Throughout the project, as I interacted more with Audience Builder, I came to realise that it doesn’t tick all the boxes. It is an obvious fact that every tool has its purposes and these purposes have a definite way.

there is a caveat? Although AB has the power to process millions of records and execute complex queries to build dimensions, I believe there are two major aspects that could unlock a great value in the tool:

  • the refresh cycle
  • the dimension model.

The Refresh Cycle

As a standard practice, the professional services team recommends the Audience Builder refresh to run once a day. With this approach, the data isn’t fed frequently into AB, hence the published DEs won’t reflect the most recent contacts or dimensions.
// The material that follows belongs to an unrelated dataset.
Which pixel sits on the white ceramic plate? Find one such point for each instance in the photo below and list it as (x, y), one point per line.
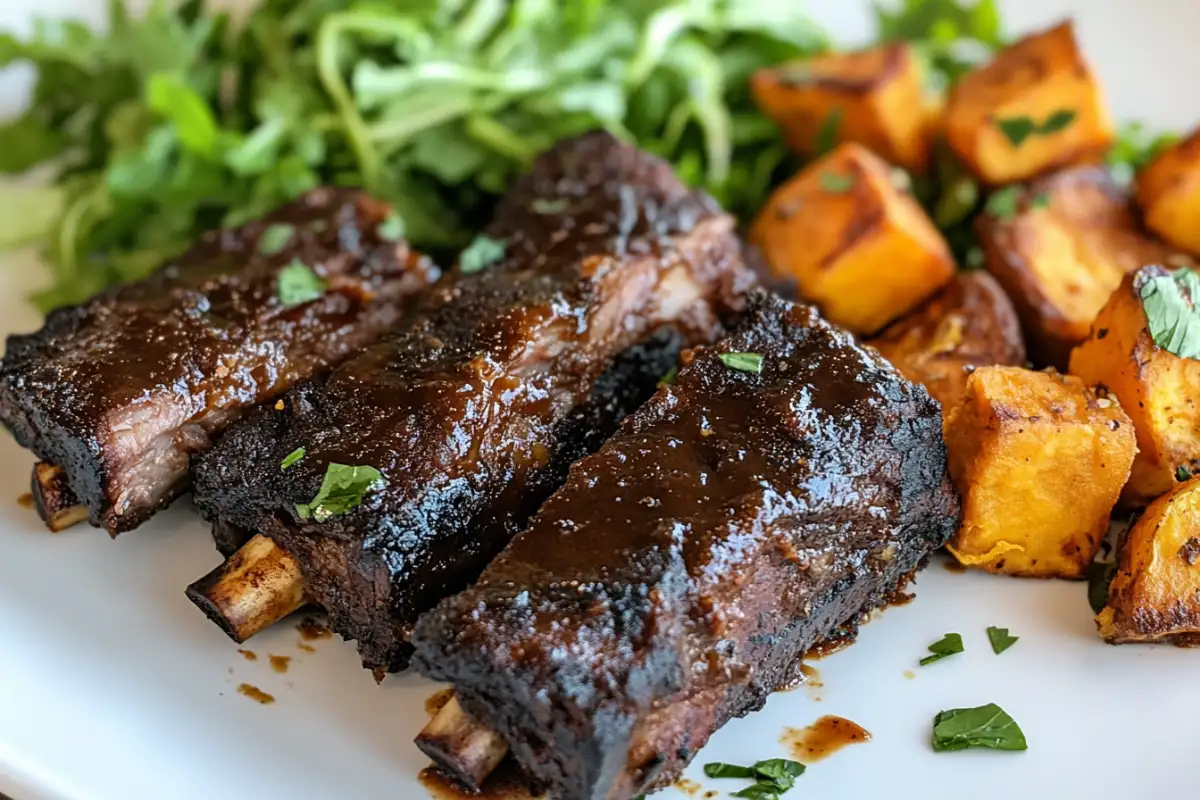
(114, 687)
Can it be more frequent? From what I’ve seen, the refresh used multiple automation (scheduled daily at midnight) with the Data factory Utility activities configured by the professional services team. These activities extract, load and calculate the core data from SFMC to project into the AB application for front-end use and typically take 2 hours of runtime. Obviously, the runtime might be variable for others because of the data model and requirements. Therefore, I assume the AB architecture and runtime probably limit the refresh cycle to run more frequently.

The Dimensions Model

In my opinion, the dimensions are the backbone to AB, allowing the users to build complex and defined segments. Customer_Churn_Score could bring value to the business in retaining customers by allowing to identify and target through the personalised offer in the message. The logic to build this value is locked down and is only accessible to the professional services team.

Can it be redefined? In my experience, each time we needed to add/update/remove AB dimensions, it was both cost and time effort with the professional services team. However, there are up to 30 user-created attributes (announced in the June 2018 release) that can come from data extensions that are registered in Contact Builder. Though this didn’t seem to work for me on the first few attempts during that time and I decided to move on assuming the muddled documentation would be updated at some point. Therefore, I recommend to carefully craft these logic/rules to avoid the cost and the hassle to reach the professional services team.

The Bottom Line

There is a small target group that would fit for the use case with Audience Builder and, to be honest, it is tedious to configure, elements are locked, and refresh is limited, hence AB might not fit the purposes for everyone.

If the business can live with these facts, AB provides versatility to the team and removes the dependency on standard queries and needing to create DEs manually.

I consider AB like a minified version of an ETL tool which pulls data out of the source, makes adjustments according to requirements and then loads the transformed data into a database.